В иллюминаторе виднелось бледное мелкое пламя. Перьями налетало к стеклу, пропадало, и вместо него тянулись синие волокна дыма. Пламя вновь возникало, злее и ярче, и откуда-то сверху, как дождь, падали огненные тягучие капли.
– Горим! – крикнул ему по-русски начальник разведки и опять бросился к кабине.
Вертолет выл металлически и трескуче. Белосельцев, отшатнувшись от обшивки, смотрел сквозь бледный наружный огонь на джунгли, оцепенев, не давая места страху, смутно думая, что случившееся – есть закономерное продолжение всех недавних его превращений. Он отступил от посетившего его откровения, и оно обернулось горящей машиной.
Вертолет терял высоту. Джунгли толпились внизу сплошным плотным войлоком. Зеленые, сквозь дым и красноватые огни, они казались лиловыми, как сквозь светофильтр. Он подумал, что вертолету для посадки нет места, придется садиться прямо на деревья.
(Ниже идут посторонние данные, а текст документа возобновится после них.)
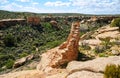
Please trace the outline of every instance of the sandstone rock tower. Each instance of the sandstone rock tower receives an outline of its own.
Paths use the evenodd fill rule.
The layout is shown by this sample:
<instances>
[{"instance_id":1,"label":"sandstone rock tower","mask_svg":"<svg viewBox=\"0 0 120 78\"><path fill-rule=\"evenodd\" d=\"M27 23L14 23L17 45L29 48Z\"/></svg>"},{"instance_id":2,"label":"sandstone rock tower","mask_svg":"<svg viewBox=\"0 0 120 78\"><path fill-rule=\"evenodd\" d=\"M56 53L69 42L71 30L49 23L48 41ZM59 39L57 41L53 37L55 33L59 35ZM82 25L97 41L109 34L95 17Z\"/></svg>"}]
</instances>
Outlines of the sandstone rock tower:
<instances>
[{"instance_id":1,"label":"sandstone rock tower","mask_svg":"<svg viewBox=\"0 0 120 78\"><path fill-rule=\"evenodd\" d=\"M80 38L79 29L80 23L73 22L67 41L43 53L37 69L47 72L52 68L58 68L65 63L77 59L78 42Z\"/></svg>"}]
</instances>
Предчувствовал удар в металлическое брюхо машины, ломающиеся вершины, хруст отсекаемых сучьев, скрежет и скрип металла.
Он поднялся, чтобы перейти к другому, бездымному борту, но из пола, снизу, из невидимых прогалов ударил огонь, охватил нутро фюзеляжа. Пропал, брызнул едкой бескопотной вонью и снова возник. Свистя и треща, окружил всех, заслоняющих лица локтями, приседающих, стремящихся вырваться из обжигающих обручей.
– Бочка!.. Взорвет!.. – крикнул начальник разведки.
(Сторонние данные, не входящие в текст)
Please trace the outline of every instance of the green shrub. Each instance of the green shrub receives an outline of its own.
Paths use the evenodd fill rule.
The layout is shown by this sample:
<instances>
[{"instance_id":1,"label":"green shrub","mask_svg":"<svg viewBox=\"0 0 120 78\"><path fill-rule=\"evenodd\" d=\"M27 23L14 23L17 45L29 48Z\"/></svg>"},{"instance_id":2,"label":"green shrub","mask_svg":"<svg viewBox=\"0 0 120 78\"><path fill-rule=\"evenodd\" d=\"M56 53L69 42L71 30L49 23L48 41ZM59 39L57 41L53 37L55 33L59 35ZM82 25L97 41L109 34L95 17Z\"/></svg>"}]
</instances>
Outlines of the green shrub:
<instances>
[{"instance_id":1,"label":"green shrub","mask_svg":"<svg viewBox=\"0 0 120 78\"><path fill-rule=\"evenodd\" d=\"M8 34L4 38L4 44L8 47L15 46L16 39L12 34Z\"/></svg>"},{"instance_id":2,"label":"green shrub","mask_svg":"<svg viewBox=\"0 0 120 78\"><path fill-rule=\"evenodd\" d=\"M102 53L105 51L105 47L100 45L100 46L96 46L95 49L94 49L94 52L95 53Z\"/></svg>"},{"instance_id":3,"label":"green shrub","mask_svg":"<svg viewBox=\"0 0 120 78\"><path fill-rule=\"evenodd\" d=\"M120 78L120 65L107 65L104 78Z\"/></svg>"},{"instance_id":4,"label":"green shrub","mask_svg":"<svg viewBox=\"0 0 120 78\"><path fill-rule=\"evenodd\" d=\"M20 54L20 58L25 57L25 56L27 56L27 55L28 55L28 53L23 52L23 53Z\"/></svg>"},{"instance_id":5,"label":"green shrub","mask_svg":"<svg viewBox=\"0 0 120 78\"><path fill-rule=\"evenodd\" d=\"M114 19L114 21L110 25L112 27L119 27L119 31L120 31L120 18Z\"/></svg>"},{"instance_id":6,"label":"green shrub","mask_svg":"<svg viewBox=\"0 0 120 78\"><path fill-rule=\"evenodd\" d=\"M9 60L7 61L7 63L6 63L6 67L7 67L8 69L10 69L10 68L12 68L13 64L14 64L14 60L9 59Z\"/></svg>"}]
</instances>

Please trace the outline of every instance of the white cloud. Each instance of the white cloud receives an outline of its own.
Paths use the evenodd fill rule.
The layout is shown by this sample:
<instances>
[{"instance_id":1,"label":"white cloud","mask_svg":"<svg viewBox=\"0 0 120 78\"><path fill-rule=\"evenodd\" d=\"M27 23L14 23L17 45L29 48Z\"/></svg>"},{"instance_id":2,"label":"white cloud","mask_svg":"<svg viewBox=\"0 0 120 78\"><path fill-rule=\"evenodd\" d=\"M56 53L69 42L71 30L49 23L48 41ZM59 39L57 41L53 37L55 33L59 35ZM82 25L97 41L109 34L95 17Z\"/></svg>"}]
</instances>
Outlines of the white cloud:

Отталкивая его, из кабины набежал на огонь пилот. Упал на колени, что-то делал у бочки, перекрывал какой-то вентиль, напрасно, как казалось Белосельцеву, и бессмысленно.
Огонь почти пропал, но брюки его горели. Ногу вдруг обожгло и ужалило. Он стал бить по прожженной ткани, сшибая огонь, превращая его в тлеющие угольки.
Боль в ноге, задыхающийся в кашле начальник разведки, вой металла, бестолковые крики офицеров, ожидание, что сейчас, сию минуту они умрут в огромной бесшумной вспышке, расшвыривающей их в небесах над джунглями, – все это родило в нем мгновенный, черно-белый ужас. В сотрясенной душе было нежелание смерти, но не было слов для молитвы, не было сил для спасения.
Это длилось мгновение и кончилось. Огонь, треск обшивки. Внизу открылась поляна с одиноким деревом. На поляне под деревом, и дальше, запрокинув лица, стояли люди с оружием.
«Свои?.. Чужие?.. Что теперь?..» Он прижался к стеклу, глядел на поляну. Горящий вертолет, свистя лопастями, шел на посадку.
Глава семнадцатая
Позднюю осень генерал Белосельцев проводил в деревне, на даче, среди клубящихся холодных туманов, мглистых вечеров и длинных студеных ночей, когда глаза, насмотревшиеся за день на желтые леса, на красные заросли кустов, на золотые туманные иконостасы далеких холмов, не могли сомкнуться. В них, бессонных, горела осень. Он жил эти недели, словно избегнул смерти, уклонился от страшной болезни, оставив под ножом хирурга сочный ломоть своей страдающей плоти. Похудевший, легкий, как сухой полый дудник, стоящий у обочины, еще недавно яркий, с белым пышным зонтиком душистых цветов, на который падала смугло-алая бабочка, мяла, целовала цветы, а теперь обугленный, ломкий, продуваемый свистящим ветром, Белосельцев запрещал себе думать о случившемся. Запрещал думать о поразившей его болезни и о временном исцелении под ножом хирурга. Пыль больных клеток, оставшихся в нем после удаления пораженного органа, могла разрастись, соединиться в новый узел боли, изглодать его до костей. Он жил механически, позволяя себе бесхитростные работы по саду, необременительные усилия, смысл которых был в том, чтобы прожить день. До ночи, до тьмы, когда он лежал в тишине избы, на одиноком ложе, с раскрытыми глазами, на которые осень положила две яркие золотые монеты.
Он стоял среди мокрых грядок, перебирая вилами прелую ботву. Поддевал раскисшие блеклые плети, сносил в кучу. Смотрел остановившимися глазами. Снова поддевал старыми крестьянскими вилами, переносил на другое место. Не мог отыскать среди огорода угол, куда бы лучше сложить сор, оставшийся от цветов, огуречных плетей, картофельных кущ, чтобы куча высыхала до первых морозов, и потом на белом снегу сжечь ее в красном трескучем костре, вдыхая дым исчезнувшего лета, глядя на первый заячий след.